Artículo publicado en Deia (21/07/2024)
Los tiros son irreversibles. En el momento en que la bala sale del cañón de un arma sus consecuencias son ya imprevisibles y escapan al control de quien apretó el gatillo.
La boca humana es también un arma, pero alberga la posibilidad de rectificación. La boca del cañón, en cambio, no se escucha a sí misma, no reconsidera, no se corrige. La boca del cañón habla para siempre. Y, con frecuencia, hace callar para siempre. Resulta evidente cuando el resultado es de muerte. Como diría Castellio de la persecución de Calvino contra Servet: «matar a un hombre no será nunca defender una doctrina, será siempre matar a un hombre». Nunca es mal momento, por cierto, para recomendar ese monumento contra el dogmatismo que erigió Stefan Zweig con el ensayo histórico Castellio contra Calvino. Conciencia contra violencia. La muerte, cuando hay alguien con conciencia detrás, despierta una responsabilidad que acompaña de por vida. Lo escribió el militante de un movimiento armado argentino al echar la vista atrás: «no hay causas ni ideales que sirvan para eximirnos de culpa. Se trata, por lo tanto, de asumir este acto esencialmente irredimible, la responsabilidad inaudita de haber causado intencionalmente la muerte de un ser humano».

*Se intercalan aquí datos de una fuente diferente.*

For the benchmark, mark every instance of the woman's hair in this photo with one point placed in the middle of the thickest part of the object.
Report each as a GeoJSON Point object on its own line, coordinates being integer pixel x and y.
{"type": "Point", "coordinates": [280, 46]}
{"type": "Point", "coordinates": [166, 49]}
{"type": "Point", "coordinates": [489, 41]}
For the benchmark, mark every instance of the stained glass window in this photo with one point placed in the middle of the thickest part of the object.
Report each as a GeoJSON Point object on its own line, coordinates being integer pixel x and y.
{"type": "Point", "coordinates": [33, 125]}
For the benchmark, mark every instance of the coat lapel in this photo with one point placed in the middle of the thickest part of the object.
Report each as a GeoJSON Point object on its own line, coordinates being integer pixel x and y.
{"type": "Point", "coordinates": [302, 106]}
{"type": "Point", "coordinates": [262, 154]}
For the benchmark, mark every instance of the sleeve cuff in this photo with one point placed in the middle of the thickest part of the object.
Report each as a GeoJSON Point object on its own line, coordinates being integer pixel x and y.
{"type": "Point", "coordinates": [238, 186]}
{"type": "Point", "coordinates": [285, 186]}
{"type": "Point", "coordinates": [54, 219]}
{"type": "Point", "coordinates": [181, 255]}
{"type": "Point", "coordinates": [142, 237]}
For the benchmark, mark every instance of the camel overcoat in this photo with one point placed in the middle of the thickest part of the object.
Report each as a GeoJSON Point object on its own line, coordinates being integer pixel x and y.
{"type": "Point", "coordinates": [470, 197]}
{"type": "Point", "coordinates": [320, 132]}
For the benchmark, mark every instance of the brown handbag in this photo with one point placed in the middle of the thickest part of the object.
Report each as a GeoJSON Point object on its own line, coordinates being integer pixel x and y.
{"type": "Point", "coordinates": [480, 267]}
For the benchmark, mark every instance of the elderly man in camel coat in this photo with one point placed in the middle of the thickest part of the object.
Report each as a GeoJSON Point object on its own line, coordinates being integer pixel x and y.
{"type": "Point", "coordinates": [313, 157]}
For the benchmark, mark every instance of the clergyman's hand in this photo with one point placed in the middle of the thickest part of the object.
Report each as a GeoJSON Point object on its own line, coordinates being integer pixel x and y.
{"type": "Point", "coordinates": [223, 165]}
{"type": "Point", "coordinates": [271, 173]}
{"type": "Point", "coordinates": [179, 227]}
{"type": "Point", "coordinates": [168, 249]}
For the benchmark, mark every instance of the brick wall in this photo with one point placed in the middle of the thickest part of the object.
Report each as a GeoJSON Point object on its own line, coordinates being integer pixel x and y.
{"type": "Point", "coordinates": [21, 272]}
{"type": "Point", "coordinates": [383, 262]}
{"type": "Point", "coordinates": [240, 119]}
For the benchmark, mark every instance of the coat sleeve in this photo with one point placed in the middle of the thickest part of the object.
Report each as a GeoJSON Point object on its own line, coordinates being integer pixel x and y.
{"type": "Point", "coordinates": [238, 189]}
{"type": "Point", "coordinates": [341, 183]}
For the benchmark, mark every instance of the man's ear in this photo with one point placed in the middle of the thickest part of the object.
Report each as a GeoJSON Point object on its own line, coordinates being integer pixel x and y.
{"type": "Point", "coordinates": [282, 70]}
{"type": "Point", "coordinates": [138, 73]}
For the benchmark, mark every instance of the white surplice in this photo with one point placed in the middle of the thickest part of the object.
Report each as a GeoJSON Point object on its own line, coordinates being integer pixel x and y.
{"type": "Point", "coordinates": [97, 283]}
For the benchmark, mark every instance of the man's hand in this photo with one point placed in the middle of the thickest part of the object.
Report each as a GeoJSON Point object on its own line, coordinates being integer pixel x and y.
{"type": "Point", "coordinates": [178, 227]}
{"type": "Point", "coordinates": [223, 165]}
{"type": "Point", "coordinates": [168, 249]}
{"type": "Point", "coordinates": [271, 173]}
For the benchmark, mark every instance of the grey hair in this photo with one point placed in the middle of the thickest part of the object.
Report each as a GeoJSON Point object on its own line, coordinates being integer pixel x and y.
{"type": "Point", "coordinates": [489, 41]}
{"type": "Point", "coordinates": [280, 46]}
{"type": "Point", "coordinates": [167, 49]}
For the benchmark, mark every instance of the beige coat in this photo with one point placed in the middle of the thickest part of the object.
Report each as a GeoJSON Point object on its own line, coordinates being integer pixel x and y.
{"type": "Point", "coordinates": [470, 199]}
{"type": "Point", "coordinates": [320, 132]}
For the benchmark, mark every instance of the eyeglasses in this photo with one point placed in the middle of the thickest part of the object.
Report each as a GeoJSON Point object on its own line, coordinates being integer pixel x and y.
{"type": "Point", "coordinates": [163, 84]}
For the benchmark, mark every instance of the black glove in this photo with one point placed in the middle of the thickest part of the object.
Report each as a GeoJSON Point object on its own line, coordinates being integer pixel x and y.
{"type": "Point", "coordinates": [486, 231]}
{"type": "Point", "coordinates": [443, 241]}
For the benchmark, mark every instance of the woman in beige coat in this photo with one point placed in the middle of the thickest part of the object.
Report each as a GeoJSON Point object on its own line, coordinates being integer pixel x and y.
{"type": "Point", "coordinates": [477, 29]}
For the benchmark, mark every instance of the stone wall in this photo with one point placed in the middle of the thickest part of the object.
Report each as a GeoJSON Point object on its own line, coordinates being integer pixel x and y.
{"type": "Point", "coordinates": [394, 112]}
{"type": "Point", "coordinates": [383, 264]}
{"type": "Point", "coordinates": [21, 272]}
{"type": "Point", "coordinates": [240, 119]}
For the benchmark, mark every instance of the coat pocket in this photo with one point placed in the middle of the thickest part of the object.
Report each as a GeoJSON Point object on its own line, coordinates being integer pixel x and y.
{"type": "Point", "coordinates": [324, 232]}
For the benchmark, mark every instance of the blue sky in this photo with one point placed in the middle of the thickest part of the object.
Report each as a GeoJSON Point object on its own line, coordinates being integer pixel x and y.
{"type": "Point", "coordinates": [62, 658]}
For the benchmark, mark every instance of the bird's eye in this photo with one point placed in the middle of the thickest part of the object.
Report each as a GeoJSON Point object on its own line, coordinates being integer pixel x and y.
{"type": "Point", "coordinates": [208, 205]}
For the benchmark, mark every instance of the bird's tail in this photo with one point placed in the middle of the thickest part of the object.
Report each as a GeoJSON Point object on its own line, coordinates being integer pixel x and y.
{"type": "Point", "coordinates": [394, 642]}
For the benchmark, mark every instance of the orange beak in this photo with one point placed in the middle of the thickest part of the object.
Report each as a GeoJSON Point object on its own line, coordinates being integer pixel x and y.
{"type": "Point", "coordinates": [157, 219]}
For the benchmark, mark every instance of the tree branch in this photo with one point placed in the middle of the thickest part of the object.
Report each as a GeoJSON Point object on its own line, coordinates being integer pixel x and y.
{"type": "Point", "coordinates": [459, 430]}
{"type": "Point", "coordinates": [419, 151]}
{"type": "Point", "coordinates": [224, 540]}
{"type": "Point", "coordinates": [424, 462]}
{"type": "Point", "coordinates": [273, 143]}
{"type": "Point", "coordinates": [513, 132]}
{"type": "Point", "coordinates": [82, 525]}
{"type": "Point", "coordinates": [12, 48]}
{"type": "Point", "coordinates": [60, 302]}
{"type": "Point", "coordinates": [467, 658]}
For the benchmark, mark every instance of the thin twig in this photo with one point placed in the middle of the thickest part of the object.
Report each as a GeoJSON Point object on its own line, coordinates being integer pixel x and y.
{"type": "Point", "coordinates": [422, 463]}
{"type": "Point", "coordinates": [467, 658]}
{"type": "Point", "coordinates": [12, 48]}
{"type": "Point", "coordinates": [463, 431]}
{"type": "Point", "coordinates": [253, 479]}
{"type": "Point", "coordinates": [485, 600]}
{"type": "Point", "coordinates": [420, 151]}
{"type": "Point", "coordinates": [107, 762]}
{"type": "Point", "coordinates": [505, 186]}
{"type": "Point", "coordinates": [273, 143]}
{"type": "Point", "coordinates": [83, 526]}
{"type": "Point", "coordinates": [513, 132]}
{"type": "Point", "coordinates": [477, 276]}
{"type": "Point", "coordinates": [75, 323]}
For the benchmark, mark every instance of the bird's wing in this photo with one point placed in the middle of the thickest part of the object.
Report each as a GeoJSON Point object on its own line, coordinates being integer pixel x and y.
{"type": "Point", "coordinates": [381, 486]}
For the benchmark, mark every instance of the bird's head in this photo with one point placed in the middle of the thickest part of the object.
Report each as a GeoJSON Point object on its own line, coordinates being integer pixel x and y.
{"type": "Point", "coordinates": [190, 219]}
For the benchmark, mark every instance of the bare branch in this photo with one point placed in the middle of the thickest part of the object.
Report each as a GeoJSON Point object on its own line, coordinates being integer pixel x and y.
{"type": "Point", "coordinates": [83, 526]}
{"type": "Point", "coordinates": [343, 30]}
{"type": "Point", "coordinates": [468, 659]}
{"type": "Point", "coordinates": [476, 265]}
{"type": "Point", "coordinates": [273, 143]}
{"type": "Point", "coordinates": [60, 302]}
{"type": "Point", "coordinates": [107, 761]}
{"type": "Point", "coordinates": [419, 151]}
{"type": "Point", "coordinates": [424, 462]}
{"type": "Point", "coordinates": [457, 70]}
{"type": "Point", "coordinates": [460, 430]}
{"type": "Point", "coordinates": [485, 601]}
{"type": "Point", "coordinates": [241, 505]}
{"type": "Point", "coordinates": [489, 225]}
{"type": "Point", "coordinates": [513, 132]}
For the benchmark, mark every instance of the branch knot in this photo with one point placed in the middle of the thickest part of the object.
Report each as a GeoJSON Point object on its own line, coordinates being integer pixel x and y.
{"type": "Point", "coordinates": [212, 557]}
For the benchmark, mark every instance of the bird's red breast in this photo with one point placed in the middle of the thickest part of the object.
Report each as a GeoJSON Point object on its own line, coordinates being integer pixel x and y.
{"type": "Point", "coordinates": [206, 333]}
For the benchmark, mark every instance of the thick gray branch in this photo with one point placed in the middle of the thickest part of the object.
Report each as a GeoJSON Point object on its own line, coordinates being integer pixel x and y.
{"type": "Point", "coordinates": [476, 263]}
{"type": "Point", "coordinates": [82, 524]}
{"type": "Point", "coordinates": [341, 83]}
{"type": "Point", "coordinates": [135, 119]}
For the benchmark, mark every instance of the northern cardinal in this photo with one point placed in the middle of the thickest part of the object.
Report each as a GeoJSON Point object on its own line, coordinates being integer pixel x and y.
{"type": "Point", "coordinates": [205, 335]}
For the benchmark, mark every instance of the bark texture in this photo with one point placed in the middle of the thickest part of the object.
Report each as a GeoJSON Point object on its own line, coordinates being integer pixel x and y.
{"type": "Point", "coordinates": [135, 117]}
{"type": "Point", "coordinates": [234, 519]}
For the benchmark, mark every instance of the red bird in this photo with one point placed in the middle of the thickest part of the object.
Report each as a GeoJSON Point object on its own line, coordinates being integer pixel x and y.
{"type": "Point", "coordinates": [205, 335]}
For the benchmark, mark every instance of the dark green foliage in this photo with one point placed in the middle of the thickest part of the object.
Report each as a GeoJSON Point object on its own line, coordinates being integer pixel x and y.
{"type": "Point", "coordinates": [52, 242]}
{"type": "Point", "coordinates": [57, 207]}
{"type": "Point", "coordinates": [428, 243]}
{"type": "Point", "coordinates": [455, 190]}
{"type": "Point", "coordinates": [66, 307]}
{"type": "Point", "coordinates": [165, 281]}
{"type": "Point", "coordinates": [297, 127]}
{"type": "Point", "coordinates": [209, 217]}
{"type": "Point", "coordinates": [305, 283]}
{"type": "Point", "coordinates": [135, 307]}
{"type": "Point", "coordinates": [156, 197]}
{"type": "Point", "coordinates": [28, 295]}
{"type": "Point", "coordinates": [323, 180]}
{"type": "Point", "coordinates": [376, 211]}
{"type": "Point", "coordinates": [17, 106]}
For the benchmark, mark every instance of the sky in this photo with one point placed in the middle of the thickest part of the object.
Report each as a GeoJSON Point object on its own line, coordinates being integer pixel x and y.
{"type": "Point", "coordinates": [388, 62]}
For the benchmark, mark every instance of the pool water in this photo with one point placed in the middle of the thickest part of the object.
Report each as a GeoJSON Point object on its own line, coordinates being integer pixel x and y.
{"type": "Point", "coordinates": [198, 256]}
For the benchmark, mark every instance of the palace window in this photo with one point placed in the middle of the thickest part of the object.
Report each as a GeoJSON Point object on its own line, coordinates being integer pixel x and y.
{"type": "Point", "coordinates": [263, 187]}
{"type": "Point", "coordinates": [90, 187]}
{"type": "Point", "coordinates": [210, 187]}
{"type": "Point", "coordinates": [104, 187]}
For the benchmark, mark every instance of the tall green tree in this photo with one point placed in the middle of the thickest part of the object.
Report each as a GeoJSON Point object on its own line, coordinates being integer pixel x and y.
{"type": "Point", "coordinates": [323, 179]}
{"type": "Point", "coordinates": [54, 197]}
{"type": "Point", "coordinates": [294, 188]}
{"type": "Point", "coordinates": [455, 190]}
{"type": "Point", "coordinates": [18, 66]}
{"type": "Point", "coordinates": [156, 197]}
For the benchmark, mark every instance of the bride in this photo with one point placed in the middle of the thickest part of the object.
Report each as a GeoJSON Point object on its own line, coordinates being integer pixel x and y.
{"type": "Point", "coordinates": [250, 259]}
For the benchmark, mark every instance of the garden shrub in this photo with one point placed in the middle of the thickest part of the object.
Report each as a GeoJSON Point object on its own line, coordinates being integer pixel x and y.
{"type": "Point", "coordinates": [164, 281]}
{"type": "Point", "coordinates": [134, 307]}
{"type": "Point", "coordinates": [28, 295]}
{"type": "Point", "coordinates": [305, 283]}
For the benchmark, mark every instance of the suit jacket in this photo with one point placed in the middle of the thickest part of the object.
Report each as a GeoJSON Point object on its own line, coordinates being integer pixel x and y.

Pero aun cuando el resultado no sea de muerte, siempre que habla el arma se ahoga el sonido de la razón, que queda silenciada. El tiro cambia la lógica de los argumentos y las palabras. El tiro de Pensilvania cambia el discurso.
El tiro en la oreja confirma, a los ojos de millones en los Estados Unidos, las fantasías conspiratorias más quiméricas y absurdas del pensamiento trumpista. Confirma que Trump es una víctima del sistema. Confirma que Trump es el mesías salvífico al que el mal y sus poderes terrenales temen y persiguen. Confirma que Trump personifica el hombre libre perseguido por su inmarcesible grandeza. Confirma que Trump se eleva, imposible de abatir, a la altura del mito viviente.
El tiro en la oreja confirma las fabulaciones victimistas del trumpismo. El tiro en la oreja inviste a Trump de la legitimidad que, habiendo sido hasta la fecha agresor siempre insensible, siempre abusón, siempre faltón, le faltaba ante los ojos de los sectores más razonables del republicanismo que quedan así ya definitivamente acallados.
No parece que Trump necesitara de mucha ayuda para ganar al candidato menguante Biden, pero el tiro en la oreja le da ese plus de legitimidad victimista que puede resultar definitivo. Biden no tiene tiro en la oreja, pero lo tiene en el pie. Se lo disparó el día en que decidió presentarse a la reelección. Pero los tiros en el pie no tienen la poética dramática de los tiros que rozan la cabeza. En las películas el héroe vuelve a casa con la marca del tiro que ha rozado su frente. Qué mejor muestra de haber pasado por el bautismo de fuego que la huella en la frente. El personaje bufo, en cambio, vuelve con el tiro en el pie o en el culo.
El héroe ideal lleva la marca en la frente. Llevar grabado algo en la frente es no por casualidad una expresión muy potente en nuestro lenguaje ordinario. Lo que llevamos en la frente no se nos olvida porque es lo fundamental, como los pasajes de la Torá en el ritual judío. Lo que llevamos grabado en la frente además es lo primero que ven de nosotros quienes nos miran y nos identifica ante ellos. Por eso el personaje de Brad Pitt en Malditos Bastardos marca una esvástica en la frente con un cuchillo a quienes deja libres. Frente a quien lleva la señal del tiro tan cerca de la frente, igual de visible, será más difícil hacer oposición. El tiro en la oreja dará a Trump más margen y mayor legitimidad para desplegar sus planes contra la libertad en el interior y al exterior, con sus alianzas que en el mundo favorecen a los dictadores frente a las democracias, que promueven las fabulaciones frente al conocimiento, que toman atajos aparentemente fáciles y claros, pero tramposos, frente al incierto, confuso y difícil camino de lo correcto.